На протяжении веков, а может быть и тысячелетий, - он никогда не считал, - неизменно было так. И первобытные племена, и римляне-язычники, и первые христиане, и первые протестанты, и сотни других религий, - всегда и у всех было одно зерно, одно стремление. Кого бы они ни почитали, какого бы идола себе ни создавали, но объединяло их одно – вера. И он был посланником этой веры. Какая разница, какого бога? Ведь Бог един для всех, просто люди этого еще не поняли. Бог един, хотя и за разные Его имена идут священные войны. И он не может сделать ничего, лишь смотрит на эту языческую вакханалию в различных вариациях, и дает наставления своим посланникам. Кто-то разжигает войны, и делает это очень быстро: один сказал что-то не то, другой подумал как-то не так, третий сделал какой-то не такой жест – и все, завязалась война. А потом должен прийти кто-то один, и только один, - чтобы эту войну погасить. Нередко – своей кровью. Так было всегда: для войны нужна толпа, для мира – личность. И этой личностью, сколько помнил себя, всегда был он.

Да он и не мог помнить ничего другого, он лишь знал, что его миссия – искупление. С течением времени потеряла значение та побудительная сила, которая помогала ему справляться с трудностями – через пару-тройку сотен лет остался лишь результат, лишь цель. А цель была одна – выполнить свою часть миссии, дождаться, когда наконец его место займет кто-то другой. Ведь падших не так много, и смена подрастает не слишком быстро.
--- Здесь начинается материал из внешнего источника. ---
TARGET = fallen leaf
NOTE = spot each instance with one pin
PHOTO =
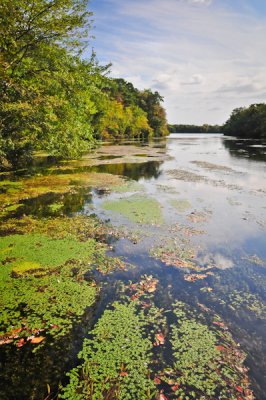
(21, 342)
(37, 339)
(174, 387)
(163, 397)
(221, 348)
(160, 339)
(5, 341)
(157, 381)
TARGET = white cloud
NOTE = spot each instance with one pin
(199, 58)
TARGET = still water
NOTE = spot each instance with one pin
(211, 193)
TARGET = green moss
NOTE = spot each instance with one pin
(48, 303)
(208, 364)
(180, 205)
(42, 274)
(129, 186)
(44, 250)
(115, 361)
(137, 209)
(10, 186)
(56, 207)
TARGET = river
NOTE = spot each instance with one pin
(208, 194)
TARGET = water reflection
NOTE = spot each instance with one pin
(246, 148)
(136, 171)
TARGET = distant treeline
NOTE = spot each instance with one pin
(53, 99)
(247, 122)
(185, 128)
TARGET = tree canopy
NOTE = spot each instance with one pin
(247, 122)
(52, 98)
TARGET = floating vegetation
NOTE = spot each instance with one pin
(61, 183)
(46, 252)
(208, 363)
(124, 357)
(137, 208)
(199, 216)
(212, 167)
(257, 260)
(10, 187)
(197, 277)
(247, 301)
(128, 186)
(116, 361)
(183, 175)
(176, 254)
(185, 230)
(43, 266)
(180, 205)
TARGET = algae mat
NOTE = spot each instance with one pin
(137, 208)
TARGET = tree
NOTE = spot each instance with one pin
(247, 122)
(44, 101)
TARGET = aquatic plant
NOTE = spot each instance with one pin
(116, 360)
(208, 363)
(137, 209)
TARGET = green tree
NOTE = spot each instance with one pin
(247, 122)
(44, 100)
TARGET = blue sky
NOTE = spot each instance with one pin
(205, 57)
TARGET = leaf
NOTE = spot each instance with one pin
(21, 342)
(157, 380)
(163, 397)
(37, 339)
(160, 339)
(5, 341)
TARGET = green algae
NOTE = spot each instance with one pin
(115, 361)
(62, 183)
(207, 362)
(49, 304)
(248, 302)
(43, 250)
(125, 358)
(137, 208)
(128, 186)
(10, 186)
(42, 272)
(180, 205)
(56, 207)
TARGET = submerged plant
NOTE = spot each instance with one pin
(116, 360)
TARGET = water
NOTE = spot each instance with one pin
(219, 185)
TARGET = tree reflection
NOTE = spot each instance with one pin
(253, 149)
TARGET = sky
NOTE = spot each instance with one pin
(205, 57)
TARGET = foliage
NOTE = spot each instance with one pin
(137, 208)
(115, 361)
(247, 122)
(49, 303)
(53, 99)
(207, 362)
(42, 272)
(186, 128)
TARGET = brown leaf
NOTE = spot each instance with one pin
(21, 342)
(5, 341)
(37, 339)
(157, 380)
(160, 338)
(174, 387)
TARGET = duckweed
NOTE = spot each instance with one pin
(137, 208)
(115, 361)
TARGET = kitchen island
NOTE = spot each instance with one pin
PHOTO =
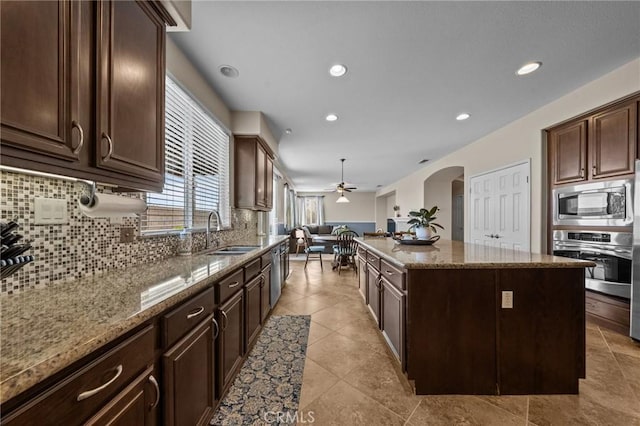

Покой – вот что было обещано ему в конце. Покой… Когда-то это слово казалось ему оскорбительным. Сейчас оно звучало благословением. И он знал – эта миссия будет последней. Даже скорее чувствовал, чем знал. Где-то внутри, в глубине, в том месте, откуда он всегда извлекал искру, которая становилась легендой, щемило от предвкушения скорого конца трудного пути.

Все начиналось с падения…

На этот раз удар был мягким и почти нежным, словно приземление на пуховую перину. Вот чудеса, подумал он, а ведь ни разу за все тысячи лет это не случалось зимой. Какое угодно место, какое угодно время года, - пустыни и прерии, приморские деревушки и шумные города, цветущие сады или унылые, кое-где присыпанные снежной крупой поля, но ни разу – заснеженных лесов. Должно быть, это добрый знак, снег – он такой чистый, белый, словно новый лист, начало новой жизни.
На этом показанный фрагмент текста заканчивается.